Chapter 5

A Dagger of Hope

Everyday, the sun has set later than the day before it. Animals are making early preparations for the winter approaching even though the frigid winds are still many months away. For now, the air is warm like an invisible blanket is wrapped around everything until it is replaced by the sheet of snow. An occasional cool breeze passes by from time to time then it flies away on the wind's breath.

Everyday, I scale a bulky tree that is stationed close to the perimeter of the abbey. I reach for the tallest branch that can support my weight and watch the abbey fall into their daily routine. Some villagers tend to vegetable gardens or animals in pens. Some sit at the base of their huts and care for children running around and laughing. Mothers hug and kiss their children on the forehead and fathers pat their backs, showing that they are proud of them. There are the brothers, the men that follow Brendan everywhere he goes, trying to help. Then, there is Brendan, recognizable from a special red cloak he wears only in the abbey to show that he is the abbot. Everyday, I see him go about his daily duties whether it be taking complaints from villagers who buzz around him like flies or entering the scriptorium, probably to talk briefly with the illuminators. By mid-afternoon, he usually disappears behind the walls of the tower, escaping the toils and troubles of the everyday-life of an abbot in charge of a vastly-growing abbey.

Everyday, he forgets about me. The last time I saw him was two months ago when he was mad at me for scaring away the family. Before that, he only came into the forest for a willow tree reference and some more berries for ink. If that is what our friendship is becoming, where he only comes into the forest, not for friendship, but if he needs something or is mad for something I did, then what is the point of remaining friends? Why do I come here everyday? It is because I keep coming here to pray that he will remember the friendship we once had and return to the forest. But, whenever he comes, he has an alternative purpose in mind. I have become unimportant, at the bottom of his priorities even though I was here before the abbey took over his life.

Everyday, I gradually lose hope that he will ever come back. Then, he does come after a long wait and my faith is replenished, only to deplete and hurt me even more once he is gone. However, here I stand, everyday, wondering if he really has grown too old to care about me anymore.

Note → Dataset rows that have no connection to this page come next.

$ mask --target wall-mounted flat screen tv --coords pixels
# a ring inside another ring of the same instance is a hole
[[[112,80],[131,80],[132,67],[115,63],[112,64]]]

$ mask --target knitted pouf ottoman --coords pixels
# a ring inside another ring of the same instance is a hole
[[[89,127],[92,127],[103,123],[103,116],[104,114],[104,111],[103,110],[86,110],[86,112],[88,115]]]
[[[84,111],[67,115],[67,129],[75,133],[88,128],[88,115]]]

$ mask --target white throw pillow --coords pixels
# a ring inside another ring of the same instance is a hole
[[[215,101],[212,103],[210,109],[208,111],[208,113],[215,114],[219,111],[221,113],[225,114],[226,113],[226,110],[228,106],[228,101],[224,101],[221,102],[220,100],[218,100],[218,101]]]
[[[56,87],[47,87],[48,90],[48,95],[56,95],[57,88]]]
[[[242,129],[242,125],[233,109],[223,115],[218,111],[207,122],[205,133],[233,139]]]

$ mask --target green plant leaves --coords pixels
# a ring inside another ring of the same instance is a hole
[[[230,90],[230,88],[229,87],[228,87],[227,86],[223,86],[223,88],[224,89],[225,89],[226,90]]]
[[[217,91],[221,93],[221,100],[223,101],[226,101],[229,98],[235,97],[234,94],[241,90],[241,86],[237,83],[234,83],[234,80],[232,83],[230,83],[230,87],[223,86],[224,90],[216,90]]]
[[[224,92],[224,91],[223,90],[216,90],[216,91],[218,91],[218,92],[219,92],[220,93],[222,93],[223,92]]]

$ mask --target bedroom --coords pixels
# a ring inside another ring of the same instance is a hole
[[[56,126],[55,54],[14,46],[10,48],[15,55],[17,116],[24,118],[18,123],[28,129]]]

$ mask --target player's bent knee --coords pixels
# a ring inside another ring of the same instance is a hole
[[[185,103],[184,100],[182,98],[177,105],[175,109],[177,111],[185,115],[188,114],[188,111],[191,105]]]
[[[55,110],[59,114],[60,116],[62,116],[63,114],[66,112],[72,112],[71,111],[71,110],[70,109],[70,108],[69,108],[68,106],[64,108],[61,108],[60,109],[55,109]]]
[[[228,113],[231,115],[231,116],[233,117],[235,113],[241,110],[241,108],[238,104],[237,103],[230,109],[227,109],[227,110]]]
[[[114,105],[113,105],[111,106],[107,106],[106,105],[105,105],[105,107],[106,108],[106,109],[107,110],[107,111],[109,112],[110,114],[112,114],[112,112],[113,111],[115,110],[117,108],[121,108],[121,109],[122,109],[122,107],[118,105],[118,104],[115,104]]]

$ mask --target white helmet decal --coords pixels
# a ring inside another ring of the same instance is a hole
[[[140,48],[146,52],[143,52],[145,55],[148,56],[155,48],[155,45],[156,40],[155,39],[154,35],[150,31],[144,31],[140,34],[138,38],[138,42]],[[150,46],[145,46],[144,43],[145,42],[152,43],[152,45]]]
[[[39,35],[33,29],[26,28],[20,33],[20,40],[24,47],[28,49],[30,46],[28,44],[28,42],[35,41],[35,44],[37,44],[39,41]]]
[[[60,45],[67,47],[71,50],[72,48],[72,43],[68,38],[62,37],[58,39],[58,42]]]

Today, I follow the same routine. I watch, I pray, I fall into the pit of hopelessness a bit deeper, then I leave. I half-heartedly climb down the tree trunk before jumping down a few feet from the grass. Hitting the ground hard and stumbling a little, I feel empty and limp. My limbs seem to lose part of their feeling as if they've gone partially numb. Despite that, I force them to move and I stare down at my feet. I can always think better when I'm moving. Is this what it feels like to be lonely? Does it feel like there is a rope around my chest, becoming tighter and tighter the more I think about everything I once had? Does it feel like I am trapped in a dark ditch and I know that no one will be there to rescue me? Does it feel like I am constantly being drained, stabbed, and tormented from the inside? I have lived on my own for centuries before Brendan wandered into my life. I have been alone for hundreds of years and I have never felt the pain I'm feeling now. So, why do I feel like I am slowly disintegrating every few months that he is absent? I have lived through so many ages, but why can't I survive for a few months without falling apart inside until Brendan comes to put me back together? I rack my brains to find the root of the big question. What is different between then and now? Then, it hits me.

Hope. Hope is the difference. When my people, my family, and my mother died all at the same gruesome moment, I knew there was nothing I could do that could bring them back to life. I knew they were gone forever. With Brendan, he may be gone for a few months, but he comes back. Which only makes the months harder to live through. The more hope that I gain and build up from Brendan's visits, the more I'm destroyed from the inside. He replenishes the life inside of me, yet he is murdering me at the same time.

I look up from my wandering feet, getting vertigo as I do so. Everyday, I wander and everyday, I wind up at the same place, face-to-face with his tomb and the tomb of my people. My chest tightens even more than it already is. Everyday, this place terrifies me more and more and to no end, yet it has become part of my daily rituals. What was it like to be surrounded by loved ones? What was it like to know that there is a person who was a safeguard over me? What was it like to always be able to cry in someone's arms and she would stroke my hair, whispering in my ear that everything was going to be okay? These events were so long ago. I still remember what happened, but time has taken it's toll to my memory that held how incredible it felt to have a family.